Just like the fly that continually bounces off the window it can see right through with the result that despite its thousand eyes, its persistence gets it nowhere, marriage can have similar moments. If you’ve been married any length of time you’ve likely experienced this. It happens when one spouse keeps trying harder to change the other spouse, or parents keep trying harder to change their children, or even managers keep trying harder to change those they manage.

The treadmill of trying harder is driven by the assumption that failure or problems in relationships are due to the fact that someone didn’t try hard enough, use the proper technique, or have enough information. What this assumption overlooks is the possibility that other things are at play and in fact there is nothing actually “going wrong.”

Answers rather than questions

Imaginatively gridlocked relationships continually search for new answers to old questions rather than attempt to reframe the questions themselves.

One thing I learned in my doctoral schooling was this: questions are always more important than answers because the way you frame the question (or the problem) already predetermines the range of answers you’ll receive.

Throughout this class, focus on the questions more than you do the answers. Here’s an example: A mother perpetually seeks answers to the question of how to make her kids more responsible with their homework, despite the fact that she’s been ineffective for years.
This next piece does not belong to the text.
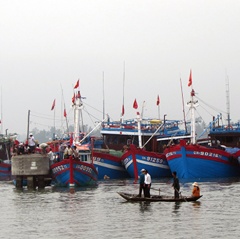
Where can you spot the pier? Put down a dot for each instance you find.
(34, 169)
Finally, one day she reframed everything and says to her kids, “This is crazy. You’re going to save me a lot of money if you don’t go to college. So from now on, every time you catch me commenting on your homework you can fine me one dollar.”

Her reframing the question from how do I motivate my kids to how do I regulate myself, she not only found them doing far better, but a chronic backache that had bothered her for years mysteriously disappeared.

Either/or thinking

Systems that have either/or, black or white, all or nothing ways of thinking will eventually restrict the options of all involved. Differences become intense, emotionally charged polarizations rather than simply differences of opinions – and rigid systems will believe there is something fundamentally wrong.

One of the simplest ways to begin communicating with people differently is to do away with either/or thinking and begin to adopt more of a both/and idea. We aren’t going to agree on everything in life … in fact, we may not agree on most things at times! But know this; when it’s not a moral issue, it’s about what brings relief and comfort.

When troubled couples begin to view things differently and experience a breakthrough, often the issues over which they differed have not gone away but the two sides have become less reactive to the differences.